I was trying to guess how my life would turn out, paradoxically, just at the moment when – unknown to me – the first mutant cells may have begun to attach themselves to my milk ducts. In theory, I had a job I'd always thought I wanted, and I was good at it. In practice, I no longer felt I could get everything I pointed a finger at, which had been my secret magic. I could not work out where and when I lost that feeling. There was the decade-long, draining war, which left the country I came from destitute and friendless. Then there was the more immediate poverty around me, not nearly as devastating, but sad none the less. The poverty of the publishing world managed to seem romantic, whereas the bleak poverty of the university often upset me, perhaps because there were so many young witnesses to it. It seemed unfair that they couldn't have what I had had so long ago, and in a much poorer place.

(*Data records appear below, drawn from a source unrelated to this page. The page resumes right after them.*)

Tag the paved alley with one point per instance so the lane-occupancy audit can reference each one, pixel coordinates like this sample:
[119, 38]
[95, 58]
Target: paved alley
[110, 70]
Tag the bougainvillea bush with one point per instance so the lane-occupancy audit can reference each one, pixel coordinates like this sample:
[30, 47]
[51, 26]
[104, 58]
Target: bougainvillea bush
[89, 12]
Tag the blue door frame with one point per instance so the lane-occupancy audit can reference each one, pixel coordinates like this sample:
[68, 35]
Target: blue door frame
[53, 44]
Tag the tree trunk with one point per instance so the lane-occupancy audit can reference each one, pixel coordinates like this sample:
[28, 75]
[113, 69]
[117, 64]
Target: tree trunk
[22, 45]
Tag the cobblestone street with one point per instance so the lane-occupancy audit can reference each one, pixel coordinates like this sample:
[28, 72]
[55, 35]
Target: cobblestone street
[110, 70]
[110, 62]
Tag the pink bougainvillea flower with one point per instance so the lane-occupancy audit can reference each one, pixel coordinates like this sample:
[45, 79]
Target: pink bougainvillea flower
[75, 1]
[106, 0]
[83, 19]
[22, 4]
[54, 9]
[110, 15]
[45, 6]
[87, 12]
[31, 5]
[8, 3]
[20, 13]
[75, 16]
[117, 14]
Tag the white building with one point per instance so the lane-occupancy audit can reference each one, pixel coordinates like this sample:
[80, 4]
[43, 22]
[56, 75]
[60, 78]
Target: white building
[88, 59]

My own time was increasingly thrown against the advancing waves of bureaucracy. I often sat over spreadsheets at my dining-room table late into the night, working out percentages of this and that, just like my mother used to do. Even the abbreviations I used in my reports were eerily similar to the ones with which she headed the miles of ledgers she used to produce. There was no inherent reason why my life should be any easier than hers. None the less, I felt that I was betraying some kind of promise I'd given her by accepting the boredom so readily, as though both of us had somehow failed through that acceptance, for what kept her going was the illusion that her children's lives would somehow turn out to be miraculously easy.

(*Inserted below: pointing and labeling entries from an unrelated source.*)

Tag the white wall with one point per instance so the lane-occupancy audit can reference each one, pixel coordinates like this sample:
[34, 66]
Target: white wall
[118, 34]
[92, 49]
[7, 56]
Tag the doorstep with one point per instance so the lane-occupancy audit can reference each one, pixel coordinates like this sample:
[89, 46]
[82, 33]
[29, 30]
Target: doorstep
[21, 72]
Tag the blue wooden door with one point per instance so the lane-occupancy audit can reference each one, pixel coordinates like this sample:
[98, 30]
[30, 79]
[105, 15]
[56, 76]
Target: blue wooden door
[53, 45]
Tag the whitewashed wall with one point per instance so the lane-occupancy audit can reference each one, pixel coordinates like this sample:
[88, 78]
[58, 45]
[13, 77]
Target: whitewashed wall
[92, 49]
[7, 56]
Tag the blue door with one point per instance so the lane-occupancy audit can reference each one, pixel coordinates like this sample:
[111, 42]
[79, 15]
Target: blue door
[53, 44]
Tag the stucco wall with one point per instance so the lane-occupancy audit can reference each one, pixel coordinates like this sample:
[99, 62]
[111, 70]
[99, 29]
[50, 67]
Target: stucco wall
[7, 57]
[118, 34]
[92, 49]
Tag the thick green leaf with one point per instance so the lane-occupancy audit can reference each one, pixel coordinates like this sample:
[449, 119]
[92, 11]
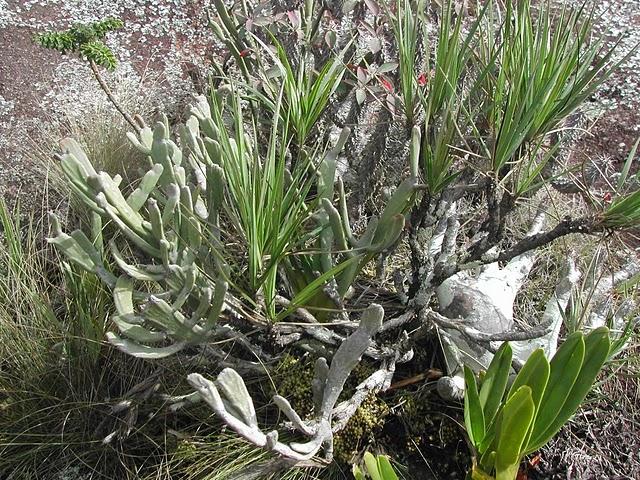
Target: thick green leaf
[534, 374]
[518, 416]
[385, 468]
[495, 382]
[596, 351]
[372, 466]
[565, 367]
[473, 414]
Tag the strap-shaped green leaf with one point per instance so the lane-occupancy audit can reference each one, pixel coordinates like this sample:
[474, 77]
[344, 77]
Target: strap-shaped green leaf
[473, 414]
[518, 416]
[495, 382]
[596, 351]
[565, 367]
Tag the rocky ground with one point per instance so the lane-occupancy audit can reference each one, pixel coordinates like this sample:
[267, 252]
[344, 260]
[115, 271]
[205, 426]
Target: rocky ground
[162, 50]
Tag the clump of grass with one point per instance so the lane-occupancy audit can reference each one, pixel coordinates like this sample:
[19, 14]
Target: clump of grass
[58, 381]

I had believed that I could somehow dedicate my life to the beauty of the written word, but it sometimes seemed that books were no longer enough and this was really confusing. I was not made for asceticism. I hated austerity. Perhaps for the first time since I arrived in England, I began to feel claustrophobic. I was about to enter the tropic of Cancer, that twilight world from which one longs to return to ledgers and spreadsheets at midnight, indeed to anything at all which could be called simply life.